POSTER JERMAINE AT KEANU.COM

The Johnson Space Center cafeteria had been hard-hit by the extra-large mission control staff and the press contingent. Soups and sandwiches were gone; entire display cases, normally filled with pie and cake, were empty. Nevertheless, Rachel and Amy were able to grab several snack bars, bags of M&M’s, and sodas. “God, they only have Cheetos,” Amy said. “I want SunChips.”

“You’ll take Cheetos and like them, young lady,” Rachel said. Both started giggling, then suppressed it as the Latina cashier shot them a glance.

“God, be careful!” Amy said.

“They know me,” Rachel said, with more hope than certainty. “They just don’t get many fabulous girls here.”

That started them giggling again, until Amy’s phone sang to her. She grabbed it as Rachel led her to a table as far from the cashier as possible.

As they sat, Rachel said, “I thought you had it off.”

“Just turned it on a minute ago.” Amy had already fallen into that dead-eyed zone of the distracted. Knowing there would be no significant conversation for the next several minutes, Rachel turned her Slate back on.

She had never seen its screen so full. Her personal inbox was jammed, her Facebook was overloaded, and her newsfeed updated every couple of seconds.
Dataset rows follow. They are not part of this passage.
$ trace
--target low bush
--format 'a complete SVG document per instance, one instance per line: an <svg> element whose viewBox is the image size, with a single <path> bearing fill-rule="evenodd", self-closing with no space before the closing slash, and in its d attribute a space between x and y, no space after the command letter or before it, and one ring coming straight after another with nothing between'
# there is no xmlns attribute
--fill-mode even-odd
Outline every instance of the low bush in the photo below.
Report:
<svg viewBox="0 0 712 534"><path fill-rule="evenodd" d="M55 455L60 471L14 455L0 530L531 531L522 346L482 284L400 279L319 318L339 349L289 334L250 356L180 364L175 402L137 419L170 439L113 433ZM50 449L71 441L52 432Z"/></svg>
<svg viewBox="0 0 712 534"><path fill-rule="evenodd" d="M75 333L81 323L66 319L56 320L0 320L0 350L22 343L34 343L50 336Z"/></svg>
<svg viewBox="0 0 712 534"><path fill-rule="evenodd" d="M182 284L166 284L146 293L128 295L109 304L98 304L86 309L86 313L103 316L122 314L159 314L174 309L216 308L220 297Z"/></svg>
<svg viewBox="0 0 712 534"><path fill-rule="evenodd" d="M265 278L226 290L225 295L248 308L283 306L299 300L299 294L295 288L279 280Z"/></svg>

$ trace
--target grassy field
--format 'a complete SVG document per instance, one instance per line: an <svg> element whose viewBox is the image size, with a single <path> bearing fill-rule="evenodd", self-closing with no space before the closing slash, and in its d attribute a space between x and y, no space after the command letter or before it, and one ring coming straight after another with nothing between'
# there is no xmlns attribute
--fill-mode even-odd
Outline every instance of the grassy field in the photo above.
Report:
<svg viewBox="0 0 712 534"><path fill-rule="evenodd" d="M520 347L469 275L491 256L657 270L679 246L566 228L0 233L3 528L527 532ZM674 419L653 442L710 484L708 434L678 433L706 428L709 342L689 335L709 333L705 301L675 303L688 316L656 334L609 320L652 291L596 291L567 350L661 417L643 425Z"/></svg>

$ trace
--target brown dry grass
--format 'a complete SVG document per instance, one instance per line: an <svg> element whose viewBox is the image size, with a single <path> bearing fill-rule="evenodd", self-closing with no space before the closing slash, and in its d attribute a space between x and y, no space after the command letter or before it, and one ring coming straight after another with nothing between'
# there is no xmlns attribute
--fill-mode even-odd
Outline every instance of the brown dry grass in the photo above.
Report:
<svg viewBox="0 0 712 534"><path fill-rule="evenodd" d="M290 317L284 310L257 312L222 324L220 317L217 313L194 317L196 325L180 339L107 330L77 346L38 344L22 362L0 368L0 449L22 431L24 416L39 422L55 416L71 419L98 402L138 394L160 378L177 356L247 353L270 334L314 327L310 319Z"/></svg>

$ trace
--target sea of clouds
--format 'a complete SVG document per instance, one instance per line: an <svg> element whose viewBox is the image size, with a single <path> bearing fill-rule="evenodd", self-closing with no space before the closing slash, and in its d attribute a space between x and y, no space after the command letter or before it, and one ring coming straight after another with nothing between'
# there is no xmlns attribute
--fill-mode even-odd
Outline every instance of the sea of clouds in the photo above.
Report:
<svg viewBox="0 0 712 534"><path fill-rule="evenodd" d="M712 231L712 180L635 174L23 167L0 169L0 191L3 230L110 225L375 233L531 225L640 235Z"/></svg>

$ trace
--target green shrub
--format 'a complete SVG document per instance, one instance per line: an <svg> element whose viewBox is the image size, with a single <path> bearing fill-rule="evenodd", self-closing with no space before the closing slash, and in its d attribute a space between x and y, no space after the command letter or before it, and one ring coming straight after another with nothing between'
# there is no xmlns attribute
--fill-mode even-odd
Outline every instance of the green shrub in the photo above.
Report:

And every news story was about Keanu, Destiny, the accident involving astronaut Yvonne Hall, and the NASA cover-ups of everything! “God, everything on my screen is blinking.”

“Mine, too,” Amy said.

Rachel turned to her personal messages. She felt the need to connect with her friends about more important things than this stupid mission her father was on.

“Luvng your escape!” one friend wrote.

“420@JSC! Wicked!” said another.

Rachel turned to Amy. “I thought you said you had it off until a minute ago.”

“Okay, I had it on silent.”

“Amy!” Rachel grabbed her friend’s phone. Not only was it transmitting their words, the camera was on, too. “You had it on the whole time!” She clicked it off.

“Look, it’s nothing. You remember Tracy wanted to come. I just let her listen!”

“She did more than listen. I think she put us on the Web!”

“So what? Half the planet is on the Web. It doesn’t mean anything.”

“Amy, God . . .” Rachel struggled for words. Sometimes Amy could be so shallow. “People are searching for JSC and Keanu and probably my name, too. So a lot of people know exactly what we’ve been doing and saying.” She got a sick feeling. “I think some of these headlines came from your phone.” She held her phone and its news feed up to Amy’s face.

“They shouldn’t be covering stuff up.”

“Yeah, fine. But, you know, what’s also bad is that everyone knows we were blazing!”

“Rachel, with all the crazy shit that’s going on here, I still don’t think anyone cares!”